“It is remarkable,” writes Mr. Sneyd Edgeworth, the Abbé’s brother, “that in this account of the last moments of Louis XVI., the Abbé Edgeworth has omitted to relate that fine apostrophe, which everyone has heard, and which everyone believes that he addressed to his king at the moment of execution—

“‘Fils de St. Louis, montez au ciel!’

“The Abbé Edgeworth has been asked if he recollected to have made this exclamation. He replied that he could neither deny nor affirm that he had spoken the words. It was possible, he added, that he might have pronounced them without afterwards recollecting the fact, for that he retained no memory of anything which happened relative to himself at that awful instant. His not recollecting or recording the words is perhaps the best proof that they were spoken from the impulse of the moment.”

The Reign of Terror had now begun. Foreign armies were marching towards Paris in order to liberate the King from prison and replace him on his throne. The Republican Government replied by removing the head of the monarch whom it was prepared to restore.

During the Reign of Terror the Place de la Concorde, as it was afterwards to be called, might fitly have been named, not merely the Place of the Revolution, the title it bore, but the Place of Blood. In the terrible year of 1793 Charlotte Corday was guillotined on the 17th of July; Brissot, leader of the Girondists, with twenty-one of his followers, on the 2nd of October; Queen Marie Antoinette on the 16th of October; and Philippe Égalité, Duke of Orleans (father of Louis Philippe), on the 14th of November. Among the victims of the year 1794 may be mentioned Madame Élizabeth, sister of Louis XVI., who was guillotined on the 12th of May; Hébert and several of his most bloodthirsty associates, who, at the instigation of Robespierre and Danton, lost their heads on the 14th of March; Marat and members of his party, who followed a few days afterwards; Danton himself and a number of his adherents, with the heroic Camille Desmoulins among them, on the 8th of April; Chaumette and Anacharsis Cloots, together with the wives of some previous victims on April 16th; Robespierre, Saint-Just, and {151} other members of the Committee of Public Safety, on July 28th; seventy members of the Commune who had acted under Robespierre’s direction on July 29th; and twelve other members of the same body the day afterwards.

One of the most eminent figures in the Girondist party, Lasource, exclaimed to his sanguinary judges, on receiving his sentence: “I die at a moment when the people have lost their reason; you will die the day they regain it.”

In reference to Saint-Just’s arrogance, Camille Desmoulins had said: “He carries his head with as much veneration as though he were bearing the Church Sacrament on his shoulders;” to which Saint-Just playfully replied: “And I will make him carry his head as St. Denis carried his.” St. Denis, the martyr, it will be remembered, is said, after decapitation, to have marched some distance with his head under his arm.

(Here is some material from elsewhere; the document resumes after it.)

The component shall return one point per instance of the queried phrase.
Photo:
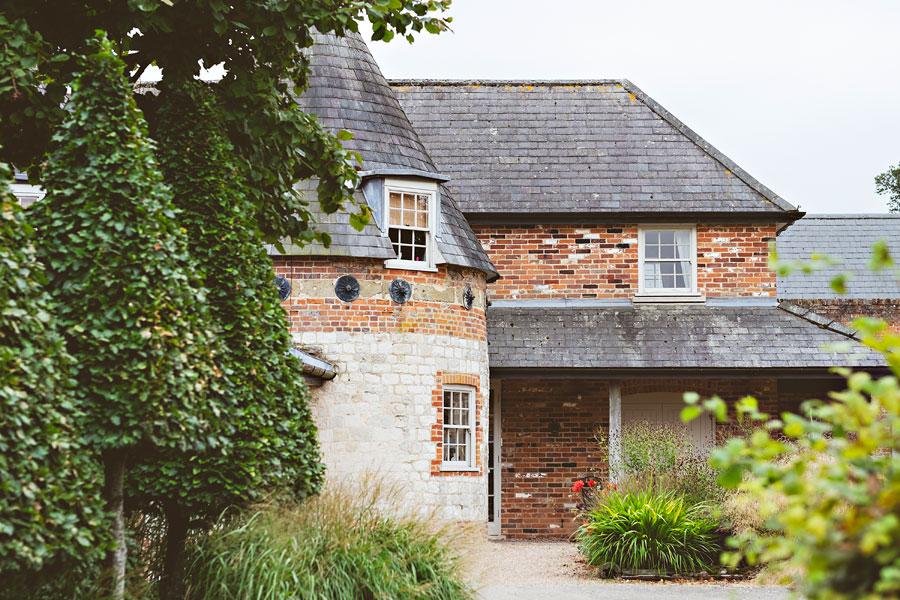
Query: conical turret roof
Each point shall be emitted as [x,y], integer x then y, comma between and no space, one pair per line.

In the course of the two years over which the Reign of Terror extended (though its duration is variously estimated according to the political principles of the calculator) nearly 3,000 persons are declared to have perished on the Place de la Révolution; though this estimate would certainly be regarded by some as excessive, by others as inadequate.

In reference to the Reign of Terror, Victor Hugo calls upon the world “not to criticise too closely the bursting of the thunder-cloud which had been slowly gathering for eighteen centuries;” as though, from the earliest period, France had always been grossly misgoverned, to be suddenly governed in perfection from the time of the Revolution. It is the simple truth, however, that the Reign of Terror was the result, not of the natural development of the Revolutionary forces, but of threats from abroad, the presence, real and imaginary, of foreign agents in Paris, and the advance of the German armies with a view to the liberation of the king and the suppression of the Republic. It ought also in fairness to be remembered that if the Revolutionists made a free use of the guillotine, they abolished torture and the cruel methods of executions (such as beating to death with an iron bar) in use under the ancient monarchy until the moment of the outbreak. Nor can it be forgotten that at various periods of French history (the Massacre of St. Bartholomew is an instance) life has been sacrificed more copiously, more recklessly, and more wantonly, than during the worst excesses of the French Revolution. When many years afterwards it was proposed to erect a fountain on the spot where the scaffold of Louis XVI. had stood, Chateaubriand declared that all the water in the world would not suffice to remove the blood-stains which had sullied the Place.

Of those who suffered under the Revolution, many, such as Robespierre, Danton, and Marat, well deserved their fate, and none more so than the infamous Philippe Égalité, who, after playing the part of a democrat, and democratically voting for the death of his cousin the king, was himself, on democratic grounds, brought to the guillotine.